Pilot Experiments

3D Printed Heat-Exchangers for Household Coffee-Machines

Lombardy and Piedmont, Italy

Kilometro Rosso

Experiment objective

3D Coffee’s aims at designing and validating the performance of a non-electric thermal management system enabling a more efficient and sustainable coffee preparation. In detail, it aims at finding the optimal topology of a conformal, high-efficiency, passive heat-exchanger and test its performance for applications in household coffee machines.

Challenges

Implementation Solution

This experiment will advance the digitalization level of Additive Appliances (AA) and will overall shorten the company’s innovative products’ time-to-market. 3D printing and MBD will improve AA’s prototyping and production processes, shorten the product development life cycle, and boost the company’s competitiveness. Furthermore, since digital production is among the key drivers of the AA’s business model, the collaboration with Kilometro Rosso will open up a broader set of opportunities, including technology scouting, best practices implementation, and networking. From a technological standpoint, the experiment will allow AA to advance its MBD approach by designing and testing the performance of the heat-exchanger prototypes in actual operational conditions and material thanks to Kilometro Rosso’s equipment -an EOS M290 printer working with Aluminum powders and performing automated quality checks. Furthermore, 3D printing specialists will support AA during the product design and optimization phases minimizing defects in the prototyping phase. Finally, AA will have the opportunity to co-work in the 3D printing laboratory, follow the entire prototyping process, assess the printing process, and improve its design accordingly.

Results Obtained

The main results obtained can be summarized as follows

  • Advancement in the Model-based Design approach techniques
  • Improvement and validation of the Digital Twin of the Heat Exchanger
  • Feasibility (i.e. temperature and pressure control) in extreme boundaries conditions
  • Cost assessment of 3D printed core-components
  • Applicability of the Heat-Exchanger solution in various coffee-machines configurations

Technically, the experiment proved possible the cooling of hot pressurized water in a very challenging shape-configuration, where tight boundary conditions apply.
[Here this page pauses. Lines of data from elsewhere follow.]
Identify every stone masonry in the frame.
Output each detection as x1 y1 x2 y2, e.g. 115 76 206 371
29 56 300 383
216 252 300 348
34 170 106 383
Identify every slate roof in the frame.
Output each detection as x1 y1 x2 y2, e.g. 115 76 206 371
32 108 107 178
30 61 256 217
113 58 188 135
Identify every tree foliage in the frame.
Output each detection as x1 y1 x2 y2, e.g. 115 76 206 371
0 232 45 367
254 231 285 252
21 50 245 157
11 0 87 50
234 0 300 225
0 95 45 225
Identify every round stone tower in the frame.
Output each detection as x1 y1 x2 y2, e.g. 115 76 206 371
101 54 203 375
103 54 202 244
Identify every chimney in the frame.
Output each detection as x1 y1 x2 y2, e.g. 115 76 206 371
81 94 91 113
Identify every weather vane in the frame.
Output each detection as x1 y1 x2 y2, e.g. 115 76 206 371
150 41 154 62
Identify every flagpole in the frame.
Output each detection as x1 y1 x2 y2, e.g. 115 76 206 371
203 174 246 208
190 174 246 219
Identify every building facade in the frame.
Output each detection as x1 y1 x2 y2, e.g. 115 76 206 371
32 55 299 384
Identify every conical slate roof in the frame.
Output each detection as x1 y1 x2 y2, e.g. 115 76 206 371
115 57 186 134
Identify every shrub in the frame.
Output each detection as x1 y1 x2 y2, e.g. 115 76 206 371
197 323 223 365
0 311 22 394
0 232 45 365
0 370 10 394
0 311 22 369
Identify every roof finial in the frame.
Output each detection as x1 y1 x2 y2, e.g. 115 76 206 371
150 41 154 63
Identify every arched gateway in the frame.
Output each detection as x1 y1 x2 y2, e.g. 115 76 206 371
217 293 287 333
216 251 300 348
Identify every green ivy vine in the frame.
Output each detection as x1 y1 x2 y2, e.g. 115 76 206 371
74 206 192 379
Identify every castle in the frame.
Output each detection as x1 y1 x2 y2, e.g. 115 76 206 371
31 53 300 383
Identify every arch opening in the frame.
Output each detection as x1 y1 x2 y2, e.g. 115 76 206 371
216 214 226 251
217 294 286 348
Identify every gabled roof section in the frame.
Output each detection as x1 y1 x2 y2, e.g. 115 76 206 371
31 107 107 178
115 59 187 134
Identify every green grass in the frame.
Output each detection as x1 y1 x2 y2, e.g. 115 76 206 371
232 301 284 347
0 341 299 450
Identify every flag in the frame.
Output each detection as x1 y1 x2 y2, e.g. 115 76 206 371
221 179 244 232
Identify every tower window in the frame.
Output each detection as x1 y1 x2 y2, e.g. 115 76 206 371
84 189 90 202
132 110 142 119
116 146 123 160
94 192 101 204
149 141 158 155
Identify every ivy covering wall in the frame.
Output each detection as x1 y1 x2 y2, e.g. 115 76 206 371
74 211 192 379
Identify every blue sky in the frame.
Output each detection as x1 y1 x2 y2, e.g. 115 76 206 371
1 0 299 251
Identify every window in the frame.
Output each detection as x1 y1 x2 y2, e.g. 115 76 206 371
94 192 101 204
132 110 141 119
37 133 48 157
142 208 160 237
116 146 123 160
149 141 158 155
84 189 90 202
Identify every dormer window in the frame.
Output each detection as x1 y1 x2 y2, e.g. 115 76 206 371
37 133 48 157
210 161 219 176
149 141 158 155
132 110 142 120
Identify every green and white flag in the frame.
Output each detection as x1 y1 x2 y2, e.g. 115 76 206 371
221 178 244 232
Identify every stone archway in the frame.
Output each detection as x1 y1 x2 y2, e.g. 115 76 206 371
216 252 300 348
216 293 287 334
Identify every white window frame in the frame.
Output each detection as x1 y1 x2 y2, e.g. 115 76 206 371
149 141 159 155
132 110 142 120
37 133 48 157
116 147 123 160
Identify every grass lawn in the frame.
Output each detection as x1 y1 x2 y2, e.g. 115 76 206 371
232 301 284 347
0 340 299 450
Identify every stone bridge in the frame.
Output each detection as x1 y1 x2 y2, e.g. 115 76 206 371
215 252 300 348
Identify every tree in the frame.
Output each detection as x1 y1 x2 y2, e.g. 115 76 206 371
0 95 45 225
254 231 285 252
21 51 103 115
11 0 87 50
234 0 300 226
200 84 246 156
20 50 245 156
Since we chose the most challenging configuration among all coffee brewing devices, namely a small thermo-mechanic equipment such as the moka pot, we can indeed state that the potential of this application is wide and solid.

Impact of the experiment

The application has the potential to substitute a bunch of hardly recyclable components (those embedded in electro-thermic coffee maker to control temperature and pressure) with a single component made out of aluminium or stainless steel -therefore easily and fully recyclable.

The fall out is both economical (seen from a circular economy perspective) and environmental -thus with an indirect societal impact. Moreover, the “coffee ritual” brings together people from around the world, being the second most consumed beverage worldwide. Since our solution values specialty coffee producers, it has a secondary yet not negligible impact over responsible farming -and not only consumptions.